Closed bdhack23 closed 1 year ago

bdhack23 commented 2 years ago

I'm having trouble understanding which weather variables we need to select for the request URL. Are they the ones listed in parsed form in the instructions, or are they different? Also, I'm confused as to where we put our URL in our code so it knows what to do with the information.

vennila-t commented 2 years ago

I would need to confirm this with @jdmar3, but I believe the request URL will be in your cli.js file, after the help text and the timezone. And unless otherwise stated, I would just use the similar variables as the example.

jdmar3 commented 2 years ago

I updated the session notes from when we worked with fetch() in class. This should help you get a sense of where the URL goes and how you can manipulate parts of it.
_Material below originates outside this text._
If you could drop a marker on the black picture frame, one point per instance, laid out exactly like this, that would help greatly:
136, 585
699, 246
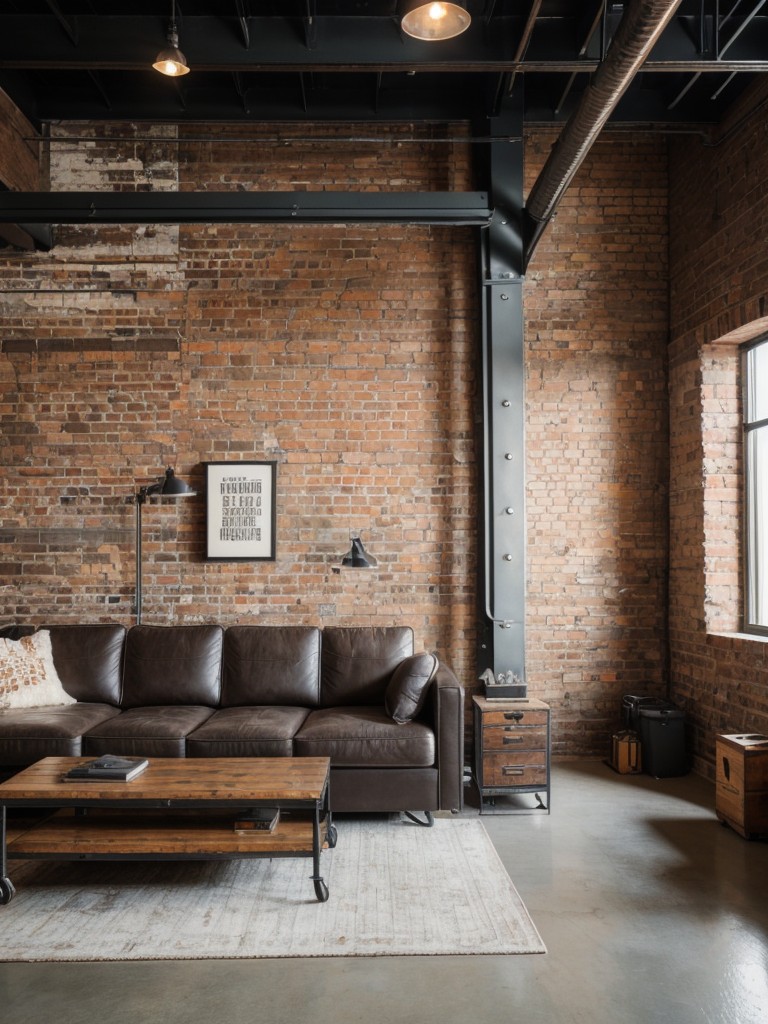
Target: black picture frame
241, 511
https://github.com/comp426-2022-fall/schedule/blob/main/07-manipulate-data.md

As for the variables, look at the example in galo.sh where the following block lives:

# Get one week of rain data from open-meteo.com
getdata () {
  curl -s -G \
    -d "latitude=${LAT}" \
    -d "longitude=${LONG}" \
    -d "daily=weathercode,temperature_2m_max,temperature_2m_min,sunrise,sunset,precipitation_sum,precipitation_hours,windspeed_10m_max,windgusts_10m_max,winddirection_10m_dominant" \
    -d "current_weather=true&temperature_unit=fahrenheit&windspeed_unit=mph&precipitation_unit=inch" \
    -d "timezone=${TZ}" \
    https://api.open-meteo.com/v1/forecast
}

Each -d above is a block of URL encoded data that is being fed to the API by Curl in the Bash example. Curl concatenates them. There is a way to do this with fetch in JS as well, but you can also just concatenate the URL together and feed it to fetch as a string.

So, for example:

const tz = "America/New_York"

const latitude = "35.90"

const longitude = "-79.05"

const base_url = ''https://api.open-meteo.com/v1/forecast"

const data_string = "latitude=" + latitude + "&longitude=" + longitude +"&daily=weathercode,temperature_2m_max,temperature_2m_min,sunrise,sunset,precipitation_sum,precipitation_hours,windspeed_10m_max,windgusts_10m_max,winddirection_10m_dominant&current_weather=true&temperature_unit=fahrenheit&windspeed_unit=mph&precipitation_unit=inch&timezone=" + tz

const url = base_url + "?" + data_string

const response = await fetch( url )

const data = await response.json()

console.log( url )

console.log( data )

Note that I added "?" inside the url constant that goes inside fetch(). This is because for URL-encoded data, the question mark is what tells the endpoint that the data is about to begin.

And also in between each key=value pair in the data string, we have to put an ampersand & to add a subsequent key to pass the API.

SO, start with the URL from Open-Meteo URL builder and work backward.

Put that URL inside fetch() and see if it works. Once it does, slice it up and include your variables.

Use console.log() to your advantage to see what strings the variables are actually storing like in the example above.

In the above example, the last two lines should echo the full URL for the API that you are making the call against, and then the data that returns. You should be able to run the entire example above and use it to make sense of what needs to go where and what the URL coming from the Open-Meteo URL builder should look like.